La Central Obrera Departamental no podía dar el paso de aceptar a esta naciente organización, tuvieron que pasar años hasta que se reconociera a l sindicato como un sector laboral importante como los fabriles o los trabajadores de las minas.

Más tiempo tuvo que pasar hasta que se las reconociera a nivel nacional en la COB (Central Obrera Boliviana) Al final, no solo con el reconocimiento de las instituciones laboral sino que además con el convencimiento de sacar una ley que defendiera los derechos de las trabajadoras del hogar. La Federación Nacional de Trabajadoras del Hogar elaboro una propuesta de ley y esa ley fue aprobada después de casi 11 años. Las burocracias parlamentarias nunca ponían el tema en su agenda. Hasta que al fin se logró. Una ley que aunque requiere mejoras ya dota de seguridad laboral, contrato de trabajo y seguridad social a las mujeres que trabajan en los hogares.

El mito de que nadie contrataría a las trabajadoras por sé muy caras se desvaneció y ahora las trabajadoras saben de sus derechos y de sus obligaciones.

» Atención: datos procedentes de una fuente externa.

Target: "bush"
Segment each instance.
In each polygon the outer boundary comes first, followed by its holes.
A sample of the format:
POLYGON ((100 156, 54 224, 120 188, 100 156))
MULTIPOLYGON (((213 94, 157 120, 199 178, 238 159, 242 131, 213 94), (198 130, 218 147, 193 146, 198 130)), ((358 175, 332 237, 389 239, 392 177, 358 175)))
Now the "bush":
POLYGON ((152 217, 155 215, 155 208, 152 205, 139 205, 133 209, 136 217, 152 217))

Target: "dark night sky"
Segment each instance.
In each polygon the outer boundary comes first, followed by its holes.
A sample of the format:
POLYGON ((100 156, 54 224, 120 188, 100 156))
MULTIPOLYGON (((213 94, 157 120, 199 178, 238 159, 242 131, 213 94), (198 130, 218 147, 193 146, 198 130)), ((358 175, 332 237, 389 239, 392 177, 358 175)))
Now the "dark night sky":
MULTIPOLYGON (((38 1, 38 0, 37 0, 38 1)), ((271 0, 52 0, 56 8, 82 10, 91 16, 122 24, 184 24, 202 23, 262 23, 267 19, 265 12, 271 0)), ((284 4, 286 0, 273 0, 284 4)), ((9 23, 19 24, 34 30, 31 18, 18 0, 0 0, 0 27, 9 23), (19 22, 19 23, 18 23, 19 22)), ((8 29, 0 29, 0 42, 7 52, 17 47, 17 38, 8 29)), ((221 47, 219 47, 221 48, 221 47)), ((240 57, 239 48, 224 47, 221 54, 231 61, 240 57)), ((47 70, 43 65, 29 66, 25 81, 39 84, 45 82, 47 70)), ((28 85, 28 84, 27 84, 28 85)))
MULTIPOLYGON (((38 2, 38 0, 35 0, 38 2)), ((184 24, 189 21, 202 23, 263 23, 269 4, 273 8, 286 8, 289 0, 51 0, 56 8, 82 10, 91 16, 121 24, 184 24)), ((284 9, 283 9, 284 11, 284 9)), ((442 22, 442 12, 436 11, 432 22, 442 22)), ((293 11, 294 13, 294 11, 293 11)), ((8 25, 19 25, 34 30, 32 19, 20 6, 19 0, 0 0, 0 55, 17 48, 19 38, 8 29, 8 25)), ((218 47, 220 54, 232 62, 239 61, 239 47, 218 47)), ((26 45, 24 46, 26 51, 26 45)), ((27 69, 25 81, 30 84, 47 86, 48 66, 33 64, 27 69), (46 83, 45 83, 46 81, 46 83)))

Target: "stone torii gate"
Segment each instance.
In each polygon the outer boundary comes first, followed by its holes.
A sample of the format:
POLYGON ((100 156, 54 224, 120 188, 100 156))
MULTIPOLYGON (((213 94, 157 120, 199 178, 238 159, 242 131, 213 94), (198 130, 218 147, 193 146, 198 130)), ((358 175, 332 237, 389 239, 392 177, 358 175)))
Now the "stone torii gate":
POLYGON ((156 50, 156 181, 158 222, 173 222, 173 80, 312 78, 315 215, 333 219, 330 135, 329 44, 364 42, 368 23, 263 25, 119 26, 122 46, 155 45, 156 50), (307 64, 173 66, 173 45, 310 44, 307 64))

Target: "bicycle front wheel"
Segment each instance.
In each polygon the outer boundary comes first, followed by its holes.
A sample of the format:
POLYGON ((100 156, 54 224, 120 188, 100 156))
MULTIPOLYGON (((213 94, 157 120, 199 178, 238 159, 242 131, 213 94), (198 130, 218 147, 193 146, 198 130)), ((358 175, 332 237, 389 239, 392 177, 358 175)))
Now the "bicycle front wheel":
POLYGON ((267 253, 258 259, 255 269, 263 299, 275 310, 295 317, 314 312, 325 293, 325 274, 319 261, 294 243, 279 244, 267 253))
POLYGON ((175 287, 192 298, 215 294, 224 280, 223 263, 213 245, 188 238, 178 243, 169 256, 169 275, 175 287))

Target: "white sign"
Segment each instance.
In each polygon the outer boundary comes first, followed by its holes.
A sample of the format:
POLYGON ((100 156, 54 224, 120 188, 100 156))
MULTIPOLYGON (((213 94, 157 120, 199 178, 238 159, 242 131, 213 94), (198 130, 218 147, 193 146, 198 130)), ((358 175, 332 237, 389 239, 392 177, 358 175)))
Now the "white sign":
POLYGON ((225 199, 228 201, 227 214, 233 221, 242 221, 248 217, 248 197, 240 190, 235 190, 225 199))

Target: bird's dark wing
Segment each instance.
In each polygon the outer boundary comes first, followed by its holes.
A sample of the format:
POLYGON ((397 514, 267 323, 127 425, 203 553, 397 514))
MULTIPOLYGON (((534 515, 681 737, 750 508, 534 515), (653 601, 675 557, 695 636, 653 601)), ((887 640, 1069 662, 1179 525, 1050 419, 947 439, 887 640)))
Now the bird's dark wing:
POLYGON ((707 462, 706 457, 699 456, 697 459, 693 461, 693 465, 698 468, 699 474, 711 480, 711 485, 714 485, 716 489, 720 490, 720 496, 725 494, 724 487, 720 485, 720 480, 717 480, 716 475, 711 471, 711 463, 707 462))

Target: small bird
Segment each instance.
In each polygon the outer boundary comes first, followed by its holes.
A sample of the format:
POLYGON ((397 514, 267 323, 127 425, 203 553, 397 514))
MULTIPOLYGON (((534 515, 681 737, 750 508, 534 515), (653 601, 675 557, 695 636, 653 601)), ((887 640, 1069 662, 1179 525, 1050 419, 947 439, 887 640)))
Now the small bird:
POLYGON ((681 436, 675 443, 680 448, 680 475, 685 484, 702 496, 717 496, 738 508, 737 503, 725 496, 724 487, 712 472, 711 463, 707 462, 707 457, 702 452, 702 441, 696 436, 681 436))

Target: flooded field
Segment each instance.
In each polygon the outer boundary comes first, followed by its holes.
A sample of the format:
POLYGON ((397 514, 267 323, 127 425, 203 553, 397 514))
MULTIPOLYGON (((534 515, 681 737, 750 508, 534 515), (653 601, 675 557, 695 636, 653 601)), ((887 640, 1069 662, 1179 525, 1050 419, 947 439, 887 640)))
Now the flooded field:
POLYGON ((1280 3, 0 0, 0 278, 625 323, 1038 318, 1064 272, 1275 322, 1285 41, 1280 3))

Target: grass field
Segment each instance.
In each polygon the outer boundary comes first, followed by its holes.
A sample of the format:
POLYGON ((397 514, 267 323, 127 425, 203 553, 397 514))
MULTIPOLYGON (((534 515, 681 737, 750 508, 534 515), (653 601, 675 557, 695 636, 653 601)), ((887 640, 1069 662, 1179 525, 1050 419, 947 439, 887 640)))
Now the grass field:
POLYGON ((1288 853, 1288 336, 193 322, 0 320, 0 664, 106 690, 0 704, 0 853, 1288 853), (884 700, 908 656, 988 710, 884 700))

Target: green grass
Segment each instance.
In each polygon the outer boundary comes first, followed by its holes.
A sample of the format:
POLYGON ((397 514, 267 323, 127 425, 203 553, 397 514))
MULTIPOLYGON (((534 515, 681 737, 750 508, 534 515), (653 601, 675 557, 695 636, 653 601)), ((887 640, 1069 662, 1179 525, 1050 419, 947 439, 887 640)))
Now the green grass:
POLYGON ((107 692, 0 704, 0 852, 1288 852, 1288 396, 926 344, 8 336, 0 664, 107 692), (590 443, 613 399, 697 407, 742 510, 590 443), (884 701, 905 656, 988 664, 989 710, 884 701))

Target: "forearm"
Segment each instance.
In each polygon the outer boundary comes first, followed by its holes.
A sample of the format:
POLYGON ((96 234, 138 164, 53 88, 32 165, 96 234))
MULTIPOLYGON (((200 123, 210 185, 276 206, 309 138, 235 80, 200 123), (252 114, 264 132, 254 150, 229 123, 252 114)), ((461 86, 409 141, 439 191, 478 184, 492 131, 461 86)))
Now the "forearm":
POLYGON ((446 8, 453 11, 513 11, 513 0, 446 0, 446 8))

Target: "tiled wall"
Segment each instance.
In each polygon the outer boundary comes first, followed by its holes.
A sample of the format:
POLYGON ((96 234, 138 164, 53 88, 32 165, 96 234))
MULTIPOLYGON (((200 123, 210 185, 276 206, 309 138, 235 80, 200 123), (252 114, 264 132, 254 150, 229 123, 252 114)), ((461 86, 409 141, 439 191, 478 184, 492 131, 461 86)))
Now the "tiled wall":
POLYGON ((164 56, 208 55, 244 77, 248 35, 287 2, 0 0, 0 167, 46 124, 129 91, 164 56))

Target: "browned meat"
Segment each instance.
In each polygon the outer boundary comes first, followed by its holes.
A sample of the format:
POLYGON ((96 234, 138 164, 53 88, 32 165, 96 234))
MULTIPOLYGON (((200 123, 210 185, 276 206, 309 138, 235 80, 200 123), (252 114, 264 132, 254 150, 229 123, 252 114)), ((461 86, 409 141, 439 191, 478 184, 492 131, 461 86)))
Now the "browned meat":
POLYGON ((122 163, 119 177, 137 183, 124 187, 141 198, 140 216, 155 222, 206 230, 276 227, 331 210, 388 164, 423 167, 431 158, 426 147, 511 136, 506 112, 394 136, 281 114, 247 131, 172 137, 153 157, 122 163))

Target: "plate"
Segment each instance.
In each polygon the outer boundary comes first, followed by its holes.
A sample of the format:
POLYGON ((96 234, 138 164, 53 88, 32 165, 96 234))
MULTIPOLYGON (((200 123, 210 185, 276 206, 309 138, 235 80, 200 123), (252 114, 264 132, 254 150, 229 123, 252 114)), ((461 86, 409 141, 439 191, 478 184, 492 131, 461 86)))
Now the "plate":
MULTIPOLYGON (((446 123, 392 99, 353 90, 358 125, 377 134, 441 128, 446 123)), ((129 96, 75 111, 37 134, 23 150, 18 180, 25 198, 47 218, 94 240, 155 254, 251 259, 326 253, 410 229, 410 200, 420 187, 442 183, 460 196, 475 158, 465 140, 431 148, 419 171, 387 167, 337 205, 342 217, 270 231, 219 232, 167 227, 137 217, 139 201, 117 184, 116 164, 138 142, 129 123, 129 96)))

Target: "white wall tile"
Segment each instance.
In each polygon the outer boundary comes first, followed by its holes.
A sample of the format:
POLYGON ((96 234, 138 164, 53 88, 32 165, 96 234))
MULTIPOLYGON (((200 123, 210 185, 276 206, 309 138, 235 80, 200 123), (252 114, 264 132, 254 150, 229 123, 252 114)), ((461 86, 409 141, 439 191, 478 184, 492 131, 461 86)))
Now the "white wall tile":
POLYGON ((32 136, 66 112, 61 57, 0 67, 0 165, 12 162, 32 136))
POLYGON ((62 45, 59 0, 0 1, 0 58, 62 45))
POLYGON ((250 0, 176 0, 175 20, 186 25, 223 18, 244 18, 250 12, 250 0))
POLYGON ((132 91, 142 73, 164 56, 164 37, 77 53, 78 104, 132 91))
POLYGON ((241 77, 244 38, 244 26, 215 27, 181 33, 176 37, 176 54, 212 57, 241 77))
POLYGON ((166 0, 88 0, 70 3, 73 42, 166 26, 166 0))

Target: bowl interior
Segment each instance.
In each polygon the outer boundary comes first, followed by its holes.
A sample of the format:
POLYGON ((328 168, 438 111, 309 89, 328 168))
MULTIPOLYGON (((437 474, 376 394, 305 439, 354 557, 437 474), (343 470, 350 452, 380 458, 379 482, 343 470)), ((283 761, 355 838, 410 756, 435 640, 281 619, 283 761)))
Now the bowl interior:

Su paso como ministra de justicia fue otro avance para Casimira. Una responsabilidad que no dudo en asumirla. Una responsabilidad que la tomo con el compromiso de seguir luchando por los más desfavorecidos. Su experiencia de una justicia sesgada marco la determinación de hacer algo por cambiar esto. La necesidad de descolonizar esta sociedad que todavía vive en los patrones de las épocas coloniales y más en los corredores de la justicia. Ahí es donde ella constato no solo la terrible situación de los presos por delitos no probados por demandas triviales que hacinan gentes en condiciones infrahumanas. Un sistema legal que de caduco tiene polillas, no quiso hacerse cargo de las directrices de una luchadora por los derechos de los seres humanos a la justicia imparcial y limpia.

Esta mujer ahora madre de unas gemelas que no dejan tiempo para muchas cosas, sigue con su tranquilidad y su determinación luchando por apoyar un proceso de cambio que debe ser retomado hasta logra que lo que se dice se vea en la sociedad boliviana.